I wrote a really interesting story at the end of my time at Wired.
and I loved to hike
and I had heard about a guy
who had hiked on the Appalachian Trail
and he had been hiking for months
and he'd hike from New York to Florida
and then he'd been found dead in a tent
emaciated in a tent
and no one knew who he was
and so I wrote the first story
and everybody in the trail knew his name was mostly harmless
but he'd used cash when he'd bought things to the stores
he'd never revealed his own name
and so I published the story
and I was like look this will be in Wired
and like someone will know he is
like someone had called me
because on the trail he had said he was a coder
right he had told somebody he was an engineer
and like all these people were looking for him
and so I published the story in Wired
and millions of people read it
and no one knows who he is
and no one can figure it out
and so I start getting all these tips
these Facebook groups are formed
and there's like hundreds of people
going through every clue and like looking at photographs
and like they do DNA analysis
to try to trace his like
trace his relatives and like can they figure out
like where he's from
So then the DNA analysis reveals that he's, like, from a family in Louisiana.
So I start buying ads on Facebook in Louisiana driving to my story so that people will read it and identify who this guy might be.
And then, like, finally, after, like, months of tips and red herrings and craziness and all these hunters, like someone is like, wait, that's my old friend, Vance.
And it turns out it's this guy named Vance Rodriguez who had been estranged from his parents, so they weren't looking for him.
him. Like, no one was looking for him. He'd, like, been cruel. He's, like, kind of a bad guy. He'd, like, been cruel to his girlfriend. And so he had disappeared to start over, and no one cared, right? No one was looking for him. It's a kind of a sad story. But then he turned himself into this, like, saintly character on the trail who everybody loves. So it's this, like, missed opportunity of total reinvention where this guy who is a dark force in life becomes this beloved character. This is why so many people are hunting for him because they're in love with him. He's, like, this very handsome, like, wonderful guy.
And then it's revealed that he, like, kind of beats up his girlfriends and is cruel.
And so it's like this incredible, like, cognitive dissonance that all these people have
when they realize, wait, the guy they were hunting for isn't Prince Charmy.

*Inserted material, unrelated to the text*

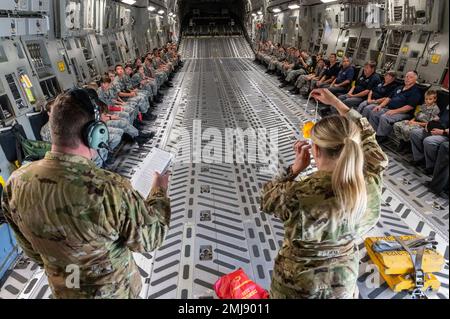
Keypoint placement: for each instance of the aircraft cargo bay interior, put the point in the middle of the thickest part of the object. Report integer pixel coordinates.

And so I wrote the first story, it's called The Search for Mostly Harmless,
and then the second story about his life.
So those were two of the last stories I wrote It Wired.
I think that's so exciting. I love that.
That's so interesting.
Yeah, it's a pretty interesting tale.
Yeah.
I love this.
Well, thank you for being.
Listen, I think this, I had a great time talking.
to you. So thank you. That was so much fun. It's amazing. It's great. So much fun. And good luck
with this book. I'm sure it's a really nice read. And you guys have to check it out
The Running Ground by Nicholas Thompson. Thank you so much. Thank you so much.